5.6% of worldwide cancer cases attributable to high BMI, diabetes
Diabetes and high body mass index (BMI) caused 5.6 percent of new cancer cases worldwide in 2012, accounting for 792,600 total cases, according to a study published in The Lancet Diabetes and Endocrinology journal. Individually, high BMI—at least 25 kilograms per square meter—was responsible for twice as many new cancer cases as diabetes.
Cancer research organizations have concluded there is a causal association between high BMI and several forms of cancer. In addition, diabetes has been recognized as a risk factor for colorectal, pancreatic, liver, gallbladder, breast and endometrial cancer, according to lead study author Jonathan Pearson-Stuttard, BM, BCh, and colleagues.
Since high BMI and diabetes often overlap as risk factors, the researchers felt it was important to develop the first estimate of the global cancer burden that is attributable to each of these factors individually and combined.
The authors gathered data on 12 types of cancer from 175 countries and incorporated a 10-year lag time to associate high BMI and diabetes with downstream cancer cases. In other words, they used estimates of global diabetes and high BMI prevalence from 2002 to calculate how many new cancer cases in 2012 were caused by these factors.
According to Pearson-Stuttard et al., 26.1 percent of all cancer diagnoses attributable to diabetes and 31.9 percent of all cancers attributable to high BMI in 2012 were due to an increase in the prevalence of those risk factors from 1980 to 2002.
“Given the continued rise in … these risk factors since 2002, the attributable cancer burden is likely to continue to increase in coming decades,” Pearson-Stuttard and co-authors wrote, adding public health efforts to combat obesity and diabetes are needed to slow this trend.
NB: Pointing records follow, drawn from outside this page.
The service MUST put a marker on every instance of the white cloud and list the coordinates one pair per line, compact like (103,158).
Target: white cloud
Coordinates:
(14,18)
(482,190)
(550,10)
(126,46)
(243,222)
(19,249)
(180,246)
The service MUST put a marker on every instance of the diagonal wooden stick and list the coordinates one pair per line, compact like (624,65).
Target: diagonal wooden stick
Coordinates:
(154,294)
About 38 percent of the new cancer cases attributable to high BMI or diabetes occurred in high-income Western countries, while Asia and southeast Asia had the second largest proportion (24.1 percent).
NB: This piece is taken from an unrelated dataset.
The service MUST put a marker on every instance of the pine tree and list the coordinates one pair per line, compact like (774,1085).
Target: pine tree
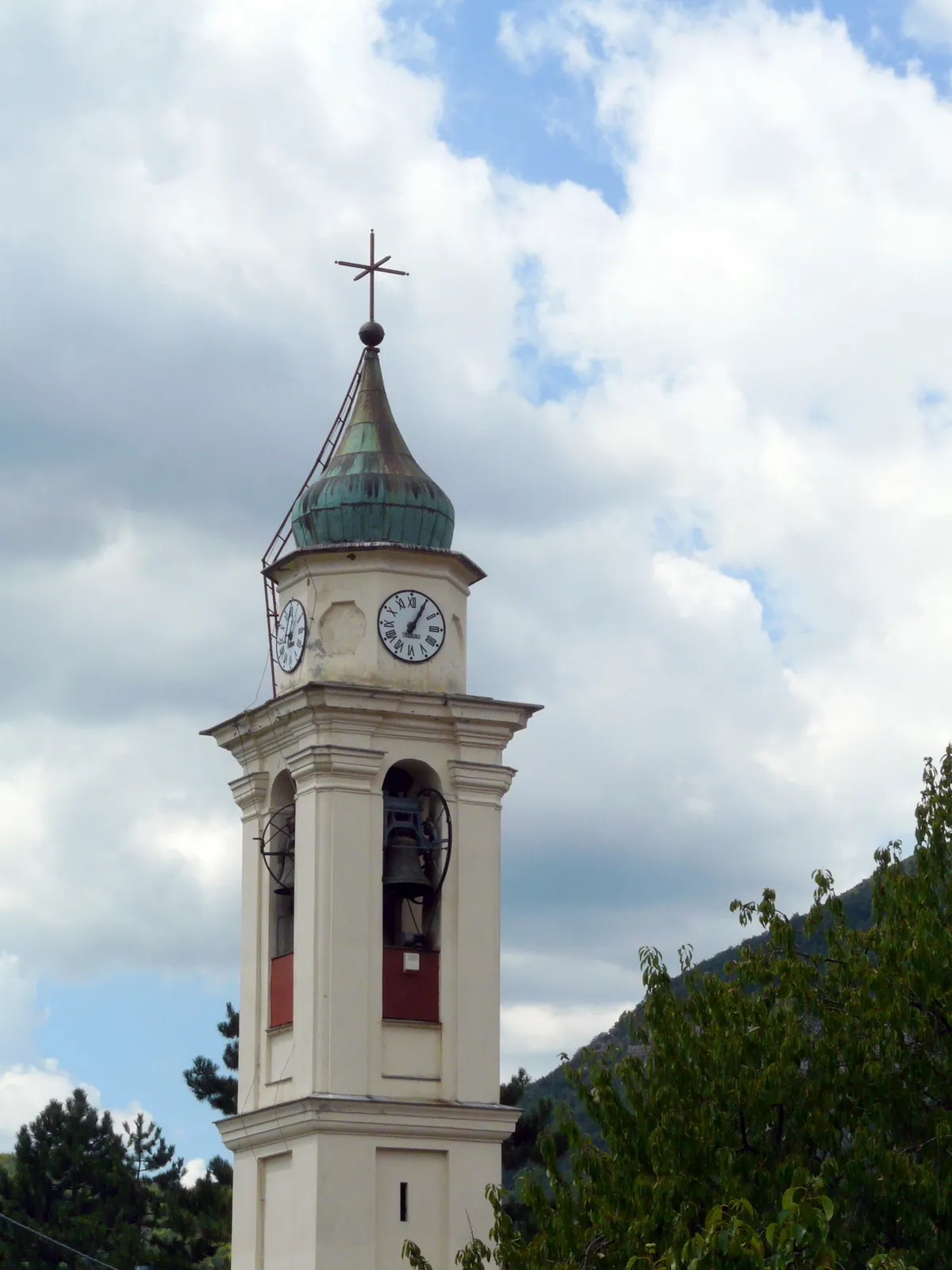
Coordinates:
(205,1079)
(74,1181)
Liver cancer and endometrial cancer contributed the highest number of new cases caused by diabetes and high BMI. The authors estimated 24.5 percent of liver cancer diagnoses (187,600 total cases) and 38.4 percent of endometrial cancer cases (121,700 total) were attributable to those factors.
“Proposed biological mechanisms underlying the link between diabetes, high BMI, and cancer include hyperinsulinaemia, hyperglycaemia, chronic inflammation, and dysregulation of sex hormone activity,” they wrote. “Insulin itself could be oncogenic, and results from several analyses showed that people with hyperinsulinaemia were at increased risk of breast and colorectal cancer irrespective of their BMI. Prospective studies and large-scale consortia with more accurate assessments of adiposity, diabetes, and metabolic health, which incorporate molecular tools, will be needed to draw conclusions about the underlying mechanisms that link diabetes, high BMI, and cancer, and inform clinical interventions.”
Pearson-Stuttard and colleagues acknowledged the 10-year lag period was an imperfect measure to account for past risk factor exposure.
In a related editorial, Yikyung Park, ScD, and Graham A. Colditz, MD, MPH—both with Washington University School of Medicine in St. Louis—suggested that lag-period technique may lead to an underestimation of the cancer burden associated with high BMI.
“Although the 10-year lag takes into account the process of carcinogenesis and cumulative exposure over time, it understates the importance of early life exposure, especially from high BMI, on cancer. Emerging evidence suggests that high BMI in late adolescence and young adulthood is directly related to risk of cancer in old age,” Park and Colditz wrote.
The editorial authors also said the link of diabetes to cancer could have been underestimated because the researchers excluded bladder, kidney and esophageal cancer and myeloma—all cancers that might be associated with diabetes.